I'm new here and got redirected to here by a stackoverflow user.
I'm a beginner when it comes down to shared-memory programming.
I'm implementing a parallel version of the QuickHull algorithm (http://en.wikipedia.org/wiki/QuickHull) to find the convex hull of a set of data points. (http://en.wikipedia.org/wiki/Convex_hull). And I wanted to get an implementation by both using OpenMP and TBB, to get familiarized with both of them.
Basically the following tasks can be done in parallel:
Note that part 3 and 4 are done recursively until every subset is empty.
First I've done this with OpenMP using mostly the #pragma omp parallel for an I get a nice speedup. Secondly, I've made an implementation using Intel TBB. This implementation resulted in a negative speedup (even for large data sets). I used both tbb::parallel_for() and tbb::parallel_reduce().
Here is the link the source code: http://pastebin.com/fggJd3zP
I'll start by adding some benchmark results. Note that I left out the runtime results for 100 - 10,000 points as it is quite trivial that no speedup is gained with these.
Just to be able to situate my problem a small comparision : Running the algorithm using OpenMP I got a 3x speedup with 4-8 threads. OpenMP did not gave a positive speedup with < 10,000 elements.
Mister Arch D. Robinson of stackoverflow (who is quite familiar himself with TBB) adviced:
"To get parallel speedup for the QuickHull algorithm requires extreme care with data structures. The top-level partitioning does indeed dominate the running time in most cases, so it should be parallel. However, using concurrent_vector::push_back introduces much cross-thread cache contention as different threads push onto the same cache line (so called "false sharing") and those threads contend for the cache line that has the size of the concurrent_vector.

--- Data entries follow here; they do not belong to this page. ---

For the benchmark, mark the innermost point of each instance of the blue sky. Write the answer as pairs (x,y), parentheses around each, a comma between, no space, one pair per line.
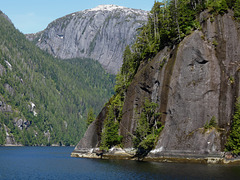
(31,16)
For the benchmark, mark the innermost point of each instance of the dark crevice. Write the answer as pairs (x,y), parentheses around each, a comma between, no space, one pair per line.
(201,61)
(145,89)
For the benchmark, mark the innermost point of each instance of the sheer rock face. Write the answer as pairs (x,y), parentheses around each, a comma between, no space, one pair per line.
(199,81)
(101,34)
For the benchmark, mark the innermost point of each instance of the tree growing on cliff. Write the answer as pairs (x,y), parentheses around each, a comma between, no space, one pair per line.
(148,127)
(233,142)
(90,116)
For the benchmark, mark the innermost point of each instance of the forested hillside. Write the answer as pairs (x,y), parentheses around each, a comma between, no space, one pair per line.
(177,87)
(44,100)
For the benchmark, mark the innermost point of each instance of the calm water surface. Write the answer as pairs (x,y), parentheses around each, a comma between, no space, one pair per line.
(56,163)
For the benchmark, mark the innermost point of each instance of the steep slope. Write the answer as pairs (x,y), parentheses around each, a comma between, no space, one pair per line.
(100,33)
(194,86)
(43,100)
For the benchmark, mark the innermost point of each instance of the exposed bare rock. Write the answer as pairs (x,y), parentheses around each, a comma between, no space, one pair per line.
(198,82)
(101,33)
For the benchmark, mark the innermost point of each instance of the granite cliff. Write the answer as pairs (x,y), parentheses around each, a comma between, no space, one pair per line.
(41,96)
(100,33)
(192,83)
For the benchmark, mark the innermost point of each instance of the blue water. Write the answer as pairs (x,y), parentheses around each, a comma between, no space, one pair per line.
(56,163)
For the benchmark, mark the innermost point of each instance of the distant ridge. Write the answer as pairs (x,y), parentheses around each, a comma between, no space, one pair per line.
(101,33)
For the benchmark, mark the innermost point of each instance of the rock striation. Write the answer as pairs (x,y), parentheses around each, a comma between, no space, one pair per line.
(101,33)
(198,81)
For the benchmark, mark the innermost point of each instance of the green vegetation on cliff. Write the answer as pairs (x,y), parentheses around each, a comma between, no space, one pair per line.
(169,22)
(148,127)
(44,100)
(233,142)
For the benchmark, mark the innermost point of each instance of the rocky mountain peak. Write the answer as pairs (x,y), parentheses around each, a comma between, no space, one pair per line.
(101,33)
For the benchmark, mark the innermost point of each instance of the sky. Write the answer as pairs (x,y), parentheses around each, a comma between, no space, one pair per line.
(31,16)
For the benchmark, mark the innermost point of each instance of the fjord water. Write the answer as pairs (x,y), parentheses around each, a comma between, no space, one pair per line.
(56,163)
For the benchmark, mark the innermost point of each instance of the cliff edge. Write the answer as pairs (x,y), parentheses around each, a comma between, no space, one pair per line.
(192,83)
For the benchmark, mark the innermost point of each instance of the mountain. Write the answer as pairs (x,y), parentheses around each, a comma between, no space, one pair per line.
(100,33)
(180,102)
(44,100)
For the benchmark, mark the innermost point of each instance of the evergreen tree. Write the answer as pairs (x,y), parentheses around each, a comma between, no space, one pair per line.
(233,142)
(90,116)
(237,9)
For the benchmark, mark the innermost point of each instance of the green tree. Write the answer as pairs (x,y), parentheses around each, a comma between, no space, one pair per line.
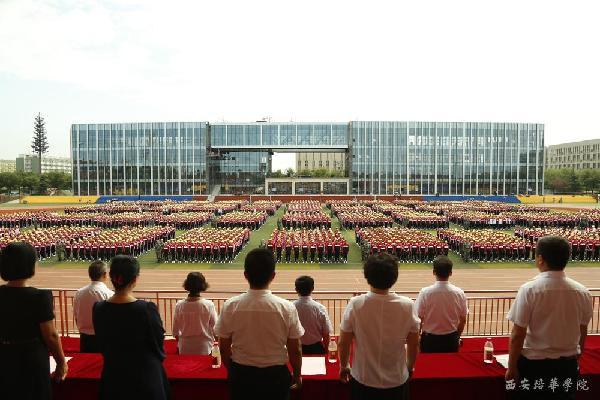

In the TBB distribution, look in directory examples/parallel_reduce/convex_hull/ for a complete QuickHull algorithm that does speed up. It uses parallel_reduce (not parallel_for) to do the top-level partitioning. It does use and concurrent_vector, but batches up points before copying them to the concurrent_vector, to minimize the false sharing problem."
As can be seen in the sourcecode I've added, I did what he told to fix the false sharing problem (using portions of the code from the quickhull example). As this did not fix my speedup I decided to benchmark the parallel portions seperatly. Here I found some odd things. At the top-level, the tbb::parallel_for() call taking an InitialSplitter instance took 0.071055 second (for this single parallel_for!) to run whilst the entire OpenMPI implementation runs in 0.067581. Note that this is even before going into recursion. The work done inside the operator()-method is not very intensive.
This is strange as a significant speedup can be noticed when timing inside the InitialSplitter-object. The for-loop which is iterated in the InitialSplitters' operator()-method shows a speedup that is expected when the number of threads are increased (near-linear), but when timing outside the parallel_for() the runtime stays the same for any number of threads.
Can anyone help me out with why my code results in a negative speedup and more specifically, why at the top level a single parallel_for() taking a InitialSplitter instance is so slow?
Thanks in advance!
I would characterise Arch D. Robison (sic) as more than just "quite familiar" with TBB (I am surprised about his characterisation of "false sharing" for competition on the size of the vector, though).
But your problems are a lot more serious than just cache issues: FindExtremum::fPoints is copied (instead of just shared), and there are only disadvantages to making it a tbb::concurrent_vector instead of a std::vector (because its contents do not change). There may be other things, but try to change that, look for any similar issues, and you should already see a meaningful improvement.